No conceito de comunidade, encontra-se o problema da “unidade da nação em torno de símbolos, ideias e instituições que apontam para a identidade do corpo político”; no conceito de autonomia se dá o tema da “autodeterminação no sentido de autogoverno do povo”; a participação é central para as matrizes teóricas republicanas na medida em que “indica as relações entre esfera da sociedade civil e do Estado”; já o conflito se refere propriamente à lógica do regime democrático que “acolhe o conflito em suas instituições em vez de escondê-lo ou negá-lo”.
O livro é um passeio crítico pelos principais momentos da democracia brasileira e seus grandes teóricos.
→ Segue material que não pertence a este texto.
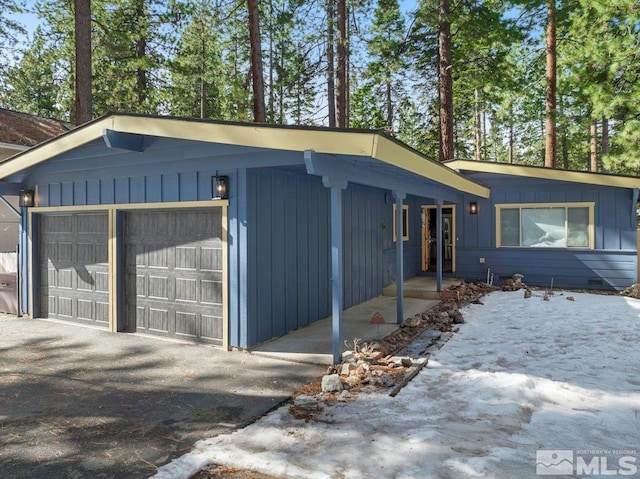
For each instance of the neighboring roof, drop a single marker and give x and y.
(24, 130)
(365, 143)
(602, 179)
A Primeira República (1889-1930) é descrita como “uma república sem democracia”; Na Era Vargas e na Segunda República (1930-1964), o Brasil caminha “em direção à modernidade democrática”; no período 1964-2010, o autor analisa “a ideia democrática da ditadura militar aos governos Lula” e fala em “era da esperança”. Por fim, de Dilma a Bolsonaro (2010-2018), “a crise da democracia brasileira no século 21” e “o destino de uma experiência de redução das desigualdades”.
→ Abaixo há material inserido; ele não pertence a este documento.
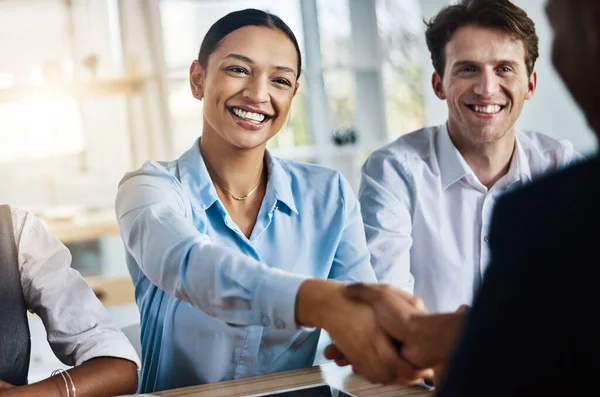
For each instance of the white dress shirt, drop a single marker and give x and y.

O ponto forte do livro são as análises que Bignotto faz de diversos autores que pensaram a democracia brasileira. De autores como Joaquim Nabuco, Gilberto Freyre, Sergio Buarque de Holanda, Oliveira Viana, Florestan Fernandes, Raymundo Faoro. Já o ponto mais fraco é o último capítulo, que ele mesmo reconhece a dificuldade de analisar, dado “o fato de que se trata de um processo em curso, que ainda não revelou seu completo significado e seus desdobramentos”.
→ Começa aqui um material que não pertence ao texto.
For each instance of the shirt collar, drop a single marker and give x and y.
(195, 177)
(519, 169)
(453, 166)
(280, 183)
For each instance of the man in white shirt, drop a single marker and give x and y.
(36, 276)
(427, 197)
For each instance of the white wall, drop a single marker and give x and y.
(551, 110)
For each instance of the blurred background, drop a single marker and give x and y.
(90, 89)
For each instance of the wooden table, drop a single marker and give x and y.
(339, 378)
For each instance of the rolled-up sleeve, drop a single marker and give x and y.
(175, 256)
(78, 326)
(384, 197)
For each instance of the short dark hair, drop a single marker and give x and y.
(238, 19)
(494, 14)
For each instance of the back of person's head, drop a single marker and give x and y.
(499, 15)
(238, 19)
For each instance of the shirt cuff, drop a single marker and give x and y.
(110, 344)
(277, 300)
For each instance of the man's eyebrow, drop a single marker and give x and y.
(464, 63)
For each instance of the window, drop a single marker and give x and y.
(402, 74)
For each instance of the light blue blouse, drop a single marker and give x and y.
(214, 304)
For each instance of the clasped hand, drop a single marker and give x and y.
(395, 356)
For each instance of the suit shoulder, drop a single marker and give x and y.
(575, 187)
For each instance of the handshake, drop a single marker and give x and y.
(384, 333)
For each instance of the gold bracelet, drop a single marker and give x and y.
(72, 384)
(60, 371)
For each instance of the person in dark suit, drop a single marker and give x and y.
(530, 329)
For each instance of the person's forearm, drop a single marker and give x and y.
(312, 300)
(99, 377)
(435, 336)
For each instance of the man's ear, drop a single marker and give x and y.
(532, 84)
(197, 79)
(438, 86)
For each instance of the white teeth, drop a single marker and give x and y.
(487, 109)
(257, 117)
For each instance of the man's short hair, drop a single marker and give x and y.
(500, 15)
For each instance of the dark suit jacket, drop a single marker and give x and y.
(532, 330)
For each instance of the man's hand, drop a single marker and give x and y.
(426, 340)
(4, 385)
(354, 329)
As análises do cenário atual partem do conceito de “guerra de facções” na vida pública como uma das grandes ameaças à democracia. Bignotto se inspira aqui em James Madison, um dos grandes federalistas norte-americanos. Segundo Madison, a facção seria “um conjunto de cidadãos, quer formem uma maioria ou a minoria do todo, que são unidos e agem movidos por algum impulso comum da paixão ou pelo interesse contrário aos direitos dos outros cidadãos, ou o interesse constante e geral da comunidade”.
A tese central deste capítulo é mostrar que as manifestações de 2013 não indicariam a afirmação democrática no Brasil, mas o contrário. No seu modo de ver, “o período não foi da consolidação das instituições democráticas, mas o do seu enfraquecimento”, visto que “a natureza fragmentária das reivindicações migrou para a vida política e a contaminou”. Na ótica de Bignotto, “o resultado mais direto de 2013 foi o surgimento ou o fortalecimento de muitas facções que, tendo como guia seus interesses particulares, contestaram abertamente o poder”.
Infelizmente, os únicos exemplos que o autor usa para falar de “facções ideológicas”, que tentam “impor no Congresso” suas “reivindicações regressivas”, são retirados da direita e nunca da esquerda. Para Bignotto, o cenário político brasileiro teria mudado depois de 2013, porque diversos desses grupos, movimentos e partidos se tornaram “facções políticas”. Ao se comportarem como facções, esses grupos “não conseguem mais frear o ímpeto das partes que ambicionam o poder”.
Concordo com ele quando diz que há grupos de direita que se tornaram facções ideológicas, mas não dizer nenhuma palavra sobre os grupos de esquerda, como os Black Blocs, por exemplo, é negligenciar uma dimensão mais ampla do problema político no atual cenário brasileiro. Enfim, entre democracias e democracias, quem estaria à procura do Brasil?